For those of you who are not aware, Big Data Clusters is something new which is being introduced with SQL Server 2019. You can read my post about learning resources for Big Data Clusters in detail here.
In order to present the right results for various outcomes I attempted to deploy Big Data Clusters multiple times.
When I say multiple times, I mean the number of deployments easily went into double figures. Because I was testing deploying various virtual machine sizes in multiple regions.
Hence, I spent many hours testing and verifying the results in order to present them properly.
For testing I used a couple of methods to deploy Big Data Clusters into Azure Kubernetes Service. I used both the sample python deployment script available online and the wizard that comes in Azure Data Studio Insiders Build.
In addition, I tested the defaults from both the script and the wizard in each other’s solutions.
Sometimes the errors appeared immediately. However, sometimes I had to investigate further. For example, using the kubectl command to dive into issues further.
In truth, any of these guidelines could change anytime. In fact, in my session I only presented three guidelines. However, I did mention the fourth relating to housekeeping.
Anyway, below are the four guidelines I have come up with for deploying Big Data Clusters using a Visual Studio Subscription at this moment in time.
1. Virtual Machine size
The virtual machine size that you specify has to exist in that region. Microsoft will not magically create that virtual machine size in a region for you.
You can check this a fair few ways. For example, by using PowerShell or by attempting to create a virtual machine of that size in the portal.
Now this was an interesting discovery. It appears that the total maximum number of disks that all the virtual machines collectively can handle must be equal to or above 24.
First time I realised this is when my deployment was taking longer than expected. So, I decided to run the kubectl command which gave me an error about a node exceeding max volume count.
I found afterwards that it is in the section highlighted as important on the page to deploy using the sample python script. Which you can read in detail here.
For example, if you state one Standard_L8s_V2 virtual machine it will fail because the maximum number of disks it can handle is 16. However, if you state two of them the maximum is 32 disks which is fine.
Make sure you delete all of the resource groups that are created after you have finished testing the deployment of a Big data Cluster.
In reality, they do not cost much to deploy for testing purposes if you use a small number of virtual machines. However, if you keep them there, they will start to use up your Azure credit.
The total number of cores used by all the virtual machines must be 20 or below if you have not made any changes to your Visual Studio Subscription.
Because it is the default quote limit per virtual machine size.

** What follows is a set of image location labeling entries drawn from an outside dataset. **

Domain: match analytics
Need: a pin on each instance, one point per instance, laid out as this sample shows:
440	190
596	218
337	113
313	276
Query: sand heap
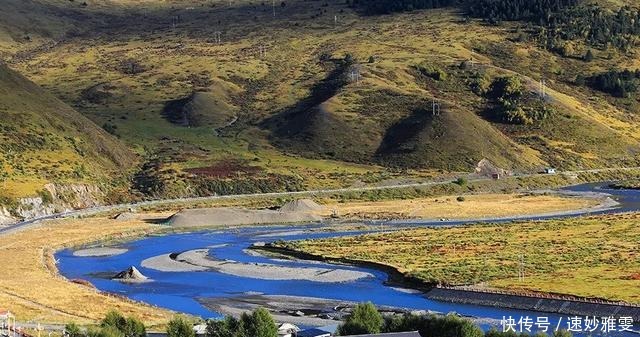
233	216
126	216
301	205
131	275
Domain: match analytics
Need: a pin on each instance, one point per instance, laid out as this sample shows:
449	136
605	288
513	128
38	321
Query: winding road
123	207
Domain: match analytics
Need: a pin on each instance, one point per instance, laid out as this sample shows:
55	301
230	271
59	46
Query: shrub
432	71
365	319
461	181
180	327
73	330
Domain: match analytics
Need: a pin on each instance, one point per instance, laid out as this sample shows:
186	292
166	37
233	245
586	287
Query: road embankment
543	302
558	304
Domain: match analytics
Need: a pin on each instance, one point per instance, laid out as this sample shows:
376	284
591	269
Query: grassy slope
44	140
358	123
34	289
592	257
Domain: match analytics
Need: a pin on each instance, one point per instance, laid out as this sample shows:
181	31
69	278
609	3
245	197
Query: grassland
30	283
457	207
366	131
590	256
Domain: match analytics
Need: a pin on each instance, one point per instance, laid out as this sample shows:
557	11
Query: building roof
313	333
394	334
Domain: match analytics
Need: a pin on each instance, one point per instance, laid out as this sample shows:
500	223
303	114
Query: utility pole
435	108
543	88
262	51
521	269
355	75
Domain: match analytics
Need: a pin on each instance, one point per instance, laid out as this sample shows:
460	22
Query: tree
107	331
114	319
134	328
260	324
567	50
180	327
588	57
73	330
365	319
228	327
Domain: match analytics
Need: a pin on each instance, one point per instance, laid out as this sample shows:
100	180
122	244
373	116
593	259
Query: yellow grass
473	206
31	287
588	257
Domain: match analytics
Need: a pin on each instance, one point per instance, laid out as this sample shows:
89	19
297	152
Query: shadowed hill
44	140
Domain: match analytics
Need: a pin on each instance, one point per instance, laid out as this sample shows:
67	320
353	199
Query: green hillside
44	140
313	94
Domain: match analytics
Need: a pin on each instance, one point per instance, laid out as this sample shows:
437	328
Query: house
394	334
313	333
287	330
7	321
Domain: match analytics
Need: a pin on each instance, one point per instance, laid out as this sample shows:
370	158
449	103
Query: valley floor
593	257
31	284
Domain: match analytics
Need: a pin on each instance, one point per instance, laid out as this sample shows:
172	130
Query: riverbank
199	260
537	302
567	256
31	287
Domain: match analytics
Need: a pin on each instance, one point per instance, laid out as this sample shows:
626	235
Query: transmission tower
521	269
435	108
543	88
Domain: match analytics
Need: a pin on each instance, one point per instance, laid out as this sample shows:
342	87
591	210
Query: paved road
124	207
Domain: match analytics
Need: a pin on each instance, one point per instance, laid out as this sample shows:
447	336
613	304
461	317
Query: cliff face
60	198
5	216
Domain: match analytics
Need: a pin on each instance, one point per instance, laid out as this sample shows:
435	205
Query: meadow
30	282
123	74
594	257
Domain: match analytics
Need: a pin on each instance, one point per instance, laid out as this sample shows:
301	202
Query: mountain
242	96
46	141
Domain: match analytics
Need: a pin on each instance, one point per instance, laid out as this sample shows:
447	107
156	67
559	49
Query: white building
287	330
7	322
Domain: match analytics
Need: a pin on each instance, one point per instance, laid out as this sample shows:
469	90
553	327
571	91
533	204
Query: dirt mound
125	216
488	169
301	205
131	275
231	216
200	109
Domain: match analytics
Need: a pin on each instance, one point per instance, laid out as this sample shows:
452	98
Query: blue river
179	291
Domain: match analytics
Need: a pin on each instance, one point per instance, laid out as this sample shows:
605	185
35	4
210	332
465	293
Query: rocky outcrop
5	217
55	198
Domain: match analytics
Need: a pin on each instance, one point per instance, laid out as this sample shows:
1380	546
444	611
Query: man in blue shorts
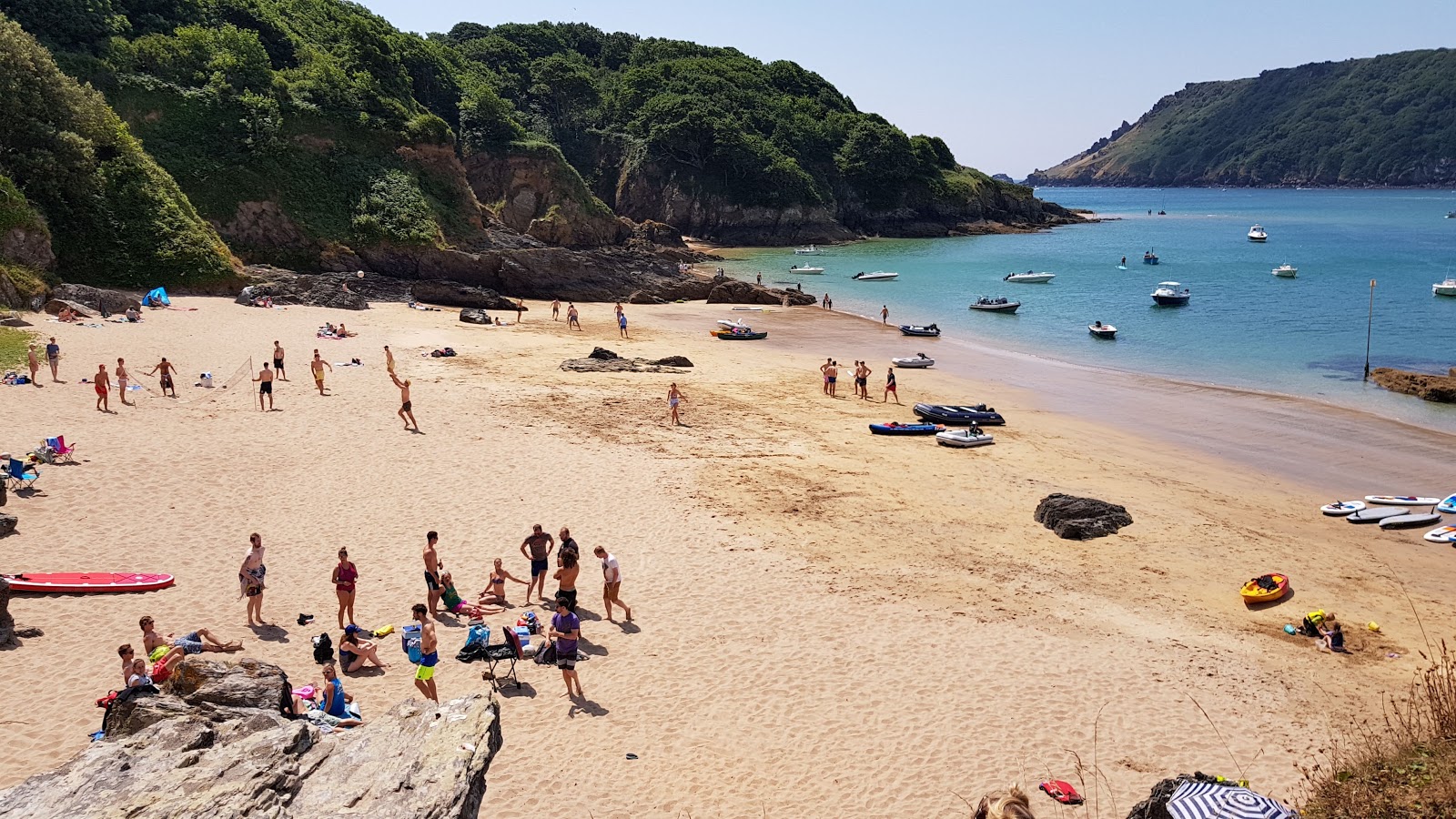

However, this particular issue is something you can resolve by submitting a request to Microsoft to extend your quota.
You can read how to do that in detail here.
I hope you find my guidelines for deploying Big Data Clusters using a Visual Studio Subscription useful.
As you can imagine this kept me very busy leading up to dataMinds Connect. Which you can read my post about presenting there in detail here.
Like I said these guidelines could change at any time, especially with the release of SQL Server 2019 expected soon.